The household analogy, also known as the household fallacy or the government/household analogy, refers to rhetoric in political economic discourse that compares the finances of a government to those of a household. The analogy has frequently been made in debates about government debt, with proponents arguing that government debt can be analogized as household debt, and critics arguing that they are not comparable.

The analogy has been characterized by economists as misleading and false, as the functions and constraints of governments and households are vastly dissimilar. Differences include that governments can print money, interest rates on government borrowing may be cheaper than individual borrowing, governments can increase their budgets through taxation, governments have indefinite planning horizons, national debt may be held primarily domestically (the equivalent of household members owing each other), governments typically have greater collateral for borrowing, and contractions in government spending can cause or prolong economic crises and increase the debt of the government. For governments, the main risks of overspending may revolve around inflation rather than the size of the debt per se.

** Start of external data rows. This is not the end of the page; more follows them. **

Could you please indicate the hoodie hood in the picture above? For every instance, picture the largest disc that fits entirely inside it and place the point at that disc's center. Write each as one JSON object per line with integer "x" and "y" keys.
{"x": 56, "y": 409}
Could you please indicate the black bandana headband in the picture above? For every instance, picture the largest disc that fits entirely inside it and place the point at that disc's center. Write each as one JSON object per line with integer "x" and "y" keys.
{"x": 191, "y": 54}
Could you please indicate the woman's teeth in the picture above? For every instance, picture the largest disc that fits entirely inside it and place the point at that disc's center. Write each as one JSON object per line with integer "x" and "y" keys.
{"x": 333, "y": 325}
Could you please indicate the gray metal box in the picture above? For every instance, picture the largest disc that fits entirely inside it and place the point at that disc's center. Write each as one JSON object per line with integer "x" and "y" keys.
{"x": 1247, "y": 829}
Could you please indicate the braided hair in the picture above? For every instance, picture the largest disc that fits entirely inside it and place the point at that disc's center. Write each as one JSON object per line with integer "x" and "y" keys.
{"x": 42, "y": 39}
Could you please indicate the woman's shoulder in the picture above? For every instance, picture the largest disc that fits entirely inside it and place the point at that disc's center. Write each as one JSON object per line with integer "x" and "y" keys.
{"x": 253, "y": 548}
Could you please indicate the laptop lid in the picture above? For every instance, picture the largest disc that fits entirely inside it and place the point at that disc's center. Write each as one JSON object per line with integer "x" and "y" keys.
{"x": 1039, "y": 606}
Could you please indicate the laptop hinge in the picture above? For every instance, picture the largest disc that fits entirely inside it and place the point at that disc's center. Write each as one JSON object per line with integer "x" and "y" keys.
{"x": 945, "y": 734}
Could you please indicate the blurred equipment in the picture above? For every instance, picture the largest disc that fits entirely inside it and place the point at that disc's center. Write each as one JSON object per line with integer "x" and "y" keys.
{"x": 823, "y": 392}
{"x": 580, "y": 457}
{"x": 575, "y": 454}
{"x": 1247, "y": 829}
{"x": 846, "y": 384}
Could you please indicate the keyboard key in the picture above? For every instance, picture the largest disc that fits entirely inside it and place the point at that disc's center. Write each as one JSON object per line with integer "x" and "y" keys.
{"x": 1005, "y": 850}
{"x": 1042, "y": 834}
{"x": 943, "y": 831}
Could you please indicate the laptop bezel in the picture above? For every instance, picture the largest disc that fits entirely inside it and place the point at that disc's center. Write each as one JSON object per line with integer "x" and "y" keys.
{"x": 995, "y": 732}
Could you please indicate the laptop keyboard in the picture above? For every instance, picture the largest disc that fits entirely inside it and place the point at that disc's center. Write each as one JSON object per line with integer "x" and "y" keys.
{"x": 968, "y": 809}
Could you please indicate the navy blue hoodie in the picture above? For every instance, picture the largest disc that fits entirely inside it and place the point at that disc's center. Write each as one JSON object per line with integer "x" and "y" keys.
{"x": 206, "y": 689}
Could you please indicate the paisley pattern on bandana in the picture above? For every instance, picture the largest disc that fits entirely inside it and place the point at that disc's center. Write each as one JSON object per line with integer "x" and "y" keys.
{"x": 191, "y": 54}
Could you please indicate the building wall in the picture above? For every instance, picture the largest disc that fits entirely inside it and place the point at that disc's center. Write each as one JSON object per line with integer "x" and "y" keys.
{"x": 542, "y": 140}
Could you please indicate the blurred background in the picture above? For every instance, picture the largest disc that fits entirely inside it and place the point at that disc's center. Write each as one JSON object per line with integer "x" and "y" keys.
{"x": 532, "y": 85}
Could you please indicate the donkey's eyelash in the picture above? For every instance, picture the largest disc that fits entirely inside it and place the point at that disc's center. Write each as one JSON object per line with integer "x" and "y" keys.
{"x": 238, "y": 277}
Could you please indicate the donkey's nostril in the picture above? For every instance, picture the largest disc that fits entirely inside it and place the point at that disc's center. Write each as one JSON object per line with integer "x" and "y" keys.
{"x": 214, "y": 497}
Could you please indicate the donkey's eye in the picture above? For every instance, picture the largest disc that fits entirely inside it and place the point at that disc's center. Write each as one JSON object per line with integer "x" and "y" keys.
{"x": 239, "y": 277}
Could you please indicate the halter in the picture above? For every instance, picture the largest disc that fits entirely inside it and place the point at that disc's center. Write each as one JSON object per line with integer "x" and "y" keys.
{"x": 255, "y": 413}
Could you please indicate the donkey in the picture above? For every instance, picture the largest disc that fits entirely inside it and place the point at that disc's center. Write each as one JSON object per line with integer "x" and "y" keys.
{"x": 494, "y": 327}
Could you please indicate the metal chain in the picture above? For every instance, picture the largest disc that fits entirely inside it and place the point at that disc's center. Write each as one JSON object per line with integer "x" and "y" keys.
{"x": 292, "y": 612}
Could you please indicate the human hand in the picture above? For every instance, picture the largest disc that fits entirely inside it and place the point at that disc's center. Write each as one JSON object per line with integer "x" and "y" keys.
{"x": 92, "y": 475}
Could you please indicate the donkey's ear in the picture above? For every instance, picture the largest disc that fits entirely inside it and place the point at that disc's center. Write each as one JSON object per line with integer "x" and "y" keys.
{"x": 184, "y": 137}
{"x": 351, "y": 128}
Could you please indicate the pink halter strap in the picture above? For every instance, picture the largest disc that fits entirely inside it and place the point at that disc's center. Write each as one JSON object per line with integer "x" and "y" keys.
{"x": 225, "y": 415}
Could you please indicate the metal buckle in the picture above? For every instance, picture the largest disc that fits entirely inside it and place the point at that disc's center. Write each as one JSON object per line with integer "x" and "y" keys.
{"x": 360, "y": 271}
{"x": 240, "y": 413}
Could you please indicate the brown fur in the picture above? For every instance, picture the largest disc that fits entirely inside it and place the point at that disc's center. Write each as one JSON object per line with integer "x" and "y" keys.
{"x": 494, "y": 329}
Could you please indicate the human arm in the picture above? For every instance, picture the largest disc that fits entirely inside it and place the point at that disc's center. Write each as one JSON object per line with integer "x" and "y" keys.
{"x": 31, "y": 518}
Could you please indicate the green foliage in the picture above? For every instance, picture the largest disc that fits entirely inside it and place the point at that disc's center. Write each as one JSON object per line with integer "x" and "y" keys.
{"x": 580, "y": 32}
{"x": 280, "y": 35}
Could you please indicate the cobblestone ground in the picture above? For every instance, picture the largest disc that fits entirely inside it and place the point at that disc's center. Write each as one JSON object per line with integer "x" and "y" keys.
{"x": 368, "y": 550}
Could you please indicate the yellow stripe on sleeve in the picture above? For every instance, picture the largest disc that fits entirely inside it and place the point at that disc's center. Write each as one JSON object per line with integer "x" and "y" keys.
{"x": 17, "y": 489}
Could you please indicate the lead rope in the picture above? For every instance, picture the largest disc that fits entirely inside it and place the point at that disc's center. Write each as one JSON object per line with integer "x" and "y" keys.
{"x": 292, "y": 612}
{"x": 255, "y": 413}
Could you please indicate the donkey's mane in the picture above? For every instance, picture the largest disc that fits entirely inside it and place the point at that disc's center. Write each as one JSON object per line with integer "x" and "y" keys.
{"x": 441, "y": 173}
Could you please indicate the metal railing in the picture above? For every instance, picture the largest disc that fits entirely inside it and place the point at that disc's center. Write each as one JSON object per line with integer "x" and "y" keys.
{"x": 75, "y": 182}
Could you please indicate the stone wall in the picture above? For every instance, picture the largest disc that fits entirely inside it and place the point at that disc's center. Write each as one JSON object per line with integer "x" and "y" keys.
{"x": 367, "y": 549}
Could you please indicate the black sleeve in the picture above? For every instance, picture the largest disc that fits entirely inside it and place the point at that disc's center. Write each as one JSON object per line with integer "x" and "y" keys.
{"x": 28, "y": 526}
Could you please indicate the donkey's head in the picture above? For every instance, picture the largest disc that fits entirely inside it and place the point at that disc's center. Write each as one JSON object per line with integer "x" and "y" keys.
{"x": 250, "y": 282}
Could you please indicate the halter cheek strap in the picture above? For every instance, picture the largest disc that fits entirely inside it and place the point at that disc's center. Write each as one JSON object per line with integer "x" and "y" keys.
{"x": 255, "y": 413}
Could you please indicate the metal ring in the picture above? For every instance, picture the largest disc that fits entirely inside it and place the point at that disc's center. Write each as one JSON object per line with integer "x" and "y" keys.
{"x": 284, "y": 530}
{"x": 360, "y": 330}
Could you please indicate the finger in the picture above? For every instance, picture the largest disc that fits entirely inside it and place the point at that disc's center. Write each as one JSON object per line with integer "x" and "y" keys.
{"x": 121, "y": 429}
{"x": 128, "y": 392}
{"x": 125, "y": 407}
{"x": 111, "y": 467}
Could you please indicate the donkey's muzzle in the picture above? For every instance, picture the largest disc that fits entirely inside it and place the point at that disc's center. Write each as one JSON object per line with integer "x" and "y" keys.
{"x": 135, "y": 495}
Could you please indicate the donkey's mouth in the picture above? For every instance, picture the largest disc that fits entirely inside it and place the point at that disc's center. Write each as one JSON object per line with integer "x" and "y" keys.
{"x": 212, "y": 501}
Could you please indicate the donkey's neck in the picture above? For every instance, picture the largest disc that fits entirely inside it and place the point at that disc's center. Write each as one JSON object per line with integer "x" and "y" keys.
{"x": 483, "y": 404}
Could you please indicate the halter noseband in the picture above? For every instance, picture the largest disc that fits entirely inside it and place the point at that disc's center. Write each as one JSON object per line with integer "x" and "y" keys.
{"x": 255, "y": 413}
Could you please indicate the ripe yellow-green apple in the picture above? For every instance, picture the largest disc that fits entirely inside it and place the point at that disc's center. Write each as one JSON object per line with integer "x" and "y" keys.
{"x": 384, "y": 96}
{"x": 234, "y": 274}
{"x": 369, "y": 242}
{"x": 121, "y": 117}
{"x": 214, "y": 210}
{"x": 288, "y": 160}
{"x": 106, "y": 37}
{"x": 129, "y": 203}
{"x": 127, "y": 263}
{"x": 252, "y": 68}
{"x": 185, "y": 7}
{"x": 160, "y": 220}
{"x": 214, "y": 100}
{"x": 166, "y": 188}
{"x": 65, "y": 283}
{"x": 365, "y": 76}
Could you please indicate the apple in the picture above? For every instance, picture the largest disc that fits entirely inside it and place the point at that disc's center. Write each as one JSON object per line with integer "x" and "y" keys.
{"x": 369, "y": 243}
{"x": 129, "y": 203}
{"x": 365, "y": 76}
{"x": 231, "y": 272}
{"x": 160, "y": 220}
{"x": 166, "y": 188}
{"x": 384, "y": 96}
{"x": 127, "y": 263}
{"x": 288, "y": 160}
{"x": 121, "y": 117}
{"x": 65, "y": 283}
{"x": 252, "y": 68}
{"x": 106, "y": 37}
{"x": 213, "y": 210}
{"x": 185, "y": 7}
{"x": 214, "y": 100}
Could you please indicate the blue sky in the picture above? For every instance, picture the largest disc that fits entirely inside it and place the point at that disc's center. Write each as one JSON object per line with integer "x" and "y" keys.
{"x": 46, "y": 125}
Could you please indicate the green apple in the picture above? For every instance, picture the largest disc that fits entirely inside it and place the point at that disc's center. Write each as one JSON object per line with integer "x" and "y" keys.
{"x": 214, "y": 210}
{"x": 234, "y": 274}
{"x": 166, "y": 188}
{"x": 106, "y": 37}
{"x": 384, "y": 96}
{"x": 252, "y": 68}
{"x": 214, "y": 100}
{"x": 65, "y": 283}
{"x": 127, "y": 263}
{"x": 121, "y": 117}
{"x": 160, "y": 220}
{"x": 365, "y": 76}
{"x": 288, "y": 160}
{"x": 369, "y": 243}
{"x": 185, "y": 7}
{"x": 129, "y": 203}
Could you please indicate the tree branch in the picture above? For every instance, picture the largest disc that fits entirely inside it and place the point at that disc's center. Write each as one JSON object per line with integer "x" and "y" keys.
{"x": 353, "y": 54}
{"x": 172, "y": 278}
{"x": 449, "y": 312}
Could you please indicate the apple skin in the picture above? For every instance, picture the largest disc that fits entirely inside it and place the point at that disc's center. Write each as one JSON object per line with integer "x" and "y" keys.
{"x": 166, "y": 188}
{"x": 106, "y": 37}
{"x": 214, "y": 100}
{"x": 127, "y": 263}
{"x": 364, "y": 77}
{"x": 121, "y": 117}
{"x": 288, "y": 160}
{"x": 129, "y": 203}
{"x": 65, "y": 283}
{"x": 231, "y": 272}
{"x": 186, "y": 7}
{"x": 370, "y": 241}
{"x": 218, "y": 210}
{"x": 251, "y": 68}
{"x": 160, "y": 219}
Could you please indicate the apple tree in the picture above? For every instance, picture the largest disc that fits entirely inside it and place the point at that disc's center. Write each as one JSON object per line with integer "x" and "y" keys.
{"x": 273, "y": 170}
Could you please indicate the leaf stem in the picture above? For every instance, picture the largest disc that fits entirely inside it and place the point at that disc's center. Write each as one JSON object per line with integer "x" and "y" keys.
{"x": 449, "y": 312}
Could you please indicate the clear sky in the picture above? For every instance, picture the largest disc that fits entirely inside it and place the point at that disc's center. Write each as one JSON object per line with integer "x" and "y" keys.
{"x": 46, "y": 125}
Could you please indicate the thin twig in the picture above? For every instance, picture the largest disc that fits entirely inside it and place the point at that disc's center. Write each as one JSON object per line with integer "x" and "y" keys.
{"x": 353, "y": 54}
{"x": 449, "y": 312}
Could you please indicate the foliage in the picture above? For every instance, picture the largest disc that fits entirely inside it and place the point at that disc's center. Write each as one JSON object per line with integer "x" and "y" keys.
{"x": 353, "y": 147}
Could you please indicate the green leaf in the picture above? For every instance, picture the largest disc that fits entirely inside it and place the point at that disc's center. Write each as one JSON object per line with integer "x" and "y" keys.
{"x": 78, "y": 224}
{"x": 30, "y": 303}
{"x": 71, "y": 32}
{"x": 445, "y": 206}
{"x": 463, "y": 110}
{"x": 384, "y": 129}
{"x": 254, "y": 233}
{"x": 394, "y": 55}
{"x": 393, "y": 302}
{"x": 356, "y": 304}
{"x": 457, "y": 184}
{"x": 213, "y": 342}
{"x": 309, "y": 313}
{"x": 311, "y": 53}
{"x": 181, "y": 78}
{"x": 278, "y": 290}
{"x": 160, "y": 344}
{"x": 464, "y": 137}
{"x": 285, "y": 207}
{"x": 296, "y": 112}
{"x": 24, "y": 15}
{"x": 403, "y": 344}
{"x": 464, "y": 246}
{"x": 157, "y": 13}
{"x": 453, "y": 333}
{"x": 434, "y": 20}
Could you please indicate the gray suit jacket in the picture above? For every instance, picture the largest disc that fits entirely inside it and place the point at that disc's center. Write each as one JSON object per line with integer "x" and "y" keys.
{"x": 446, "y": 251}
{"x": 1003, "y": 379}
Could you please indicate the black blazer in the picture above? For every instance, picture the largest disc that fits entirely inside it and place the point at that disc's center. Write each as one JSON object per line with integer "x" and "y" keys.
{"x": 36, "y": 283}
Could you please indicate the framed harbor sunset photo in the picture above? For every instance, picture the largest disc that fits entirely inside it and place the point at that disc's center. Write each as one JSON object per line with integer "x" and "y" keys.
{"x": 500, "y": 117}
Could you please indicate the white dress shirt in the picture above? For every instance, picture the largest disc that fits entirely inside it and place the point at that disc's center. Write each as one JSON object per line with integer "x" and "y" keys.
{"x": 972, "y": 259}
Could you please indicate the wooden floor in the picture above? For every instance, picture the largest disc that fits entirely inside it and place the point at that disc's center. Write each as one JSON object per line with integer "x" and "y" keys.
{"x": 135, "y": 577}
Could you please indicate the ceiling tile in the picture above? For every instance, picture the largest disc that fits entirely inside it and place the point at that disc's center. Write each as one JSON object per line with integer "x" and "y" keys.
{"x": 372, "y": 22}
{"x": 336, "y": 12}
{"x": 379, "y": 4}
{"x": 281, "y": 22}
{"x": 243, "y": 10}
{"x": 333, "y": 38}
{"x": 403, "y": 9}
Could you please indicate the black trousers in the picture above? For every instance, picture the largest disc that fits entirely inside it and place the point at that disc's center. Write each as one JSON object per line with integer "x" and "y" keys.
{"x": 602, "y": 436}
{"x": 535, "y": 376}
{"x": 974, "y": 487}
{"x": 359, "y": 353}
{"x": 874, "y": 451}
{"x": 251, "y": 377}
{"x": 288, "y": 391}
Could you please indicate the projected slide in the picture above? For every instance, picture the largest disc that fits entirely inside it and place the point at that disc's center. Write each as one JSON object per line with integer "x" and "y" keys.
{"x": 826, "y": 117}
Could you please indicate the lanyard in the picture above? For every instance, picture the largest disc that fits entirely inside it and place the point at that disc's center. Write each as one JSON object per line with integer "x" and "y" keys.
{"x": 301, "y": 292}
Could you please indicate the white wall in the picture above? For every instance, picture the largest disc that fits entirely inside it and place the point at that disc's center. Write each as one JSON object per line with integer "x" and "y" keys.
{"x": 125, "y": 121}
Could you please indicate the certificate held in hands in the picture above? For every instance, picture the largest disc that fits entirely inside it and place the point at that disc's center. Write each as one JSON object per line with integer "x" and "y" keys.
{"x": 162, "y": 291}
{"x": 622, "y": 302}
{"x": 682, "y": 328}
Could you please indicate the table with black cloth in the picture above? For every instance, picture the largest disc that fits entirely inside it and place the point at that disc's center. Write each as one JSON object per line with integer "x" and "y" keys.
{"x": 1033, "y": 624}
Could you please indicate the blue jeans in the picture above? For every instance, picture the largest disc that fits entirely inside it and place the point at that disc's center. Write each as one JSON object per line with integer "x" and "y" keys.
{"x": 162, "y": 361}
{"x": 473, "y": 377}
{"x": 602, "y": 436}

Economist and Nobel laureate William Vickrey, stated in 1998:
This fallacy seems to stem from a false analogy to borrowing by individuals. Current reality is almost the exact opposite. Deficits add to the net disposable income of individuals, to the extent that government disbursements that constitute income to recipients exceed that abstracted from disposable income in taxes, fees, and other charges. This added purchasing power, when spent, provides markets for private production, inducing producers to invest in additional plant capacity, which will form part of the real heritage left to the future. This is in addition to whatever public investment takes place in infrastructure, education, research, and the like. Larger deficits, sufficient to recycle savings out of a growing gross domestic product (GDP) in excess of what can be recycled by profit-seeking private investment, are not an economic sin but an economic necessity. Deficits in excess of a gap growing as a result of the maximum feasible growth in real output might indeed cause problems, but we are nowhere near that level. Even the analogy itself is faulty. If General Motors, AT&T, and individual households had been required to balance their budgets in the manner being applied to the Federal government, there would be no corporate bonds, no mortgages, no bank loans, and many fewer automobiles, telephones, and houses.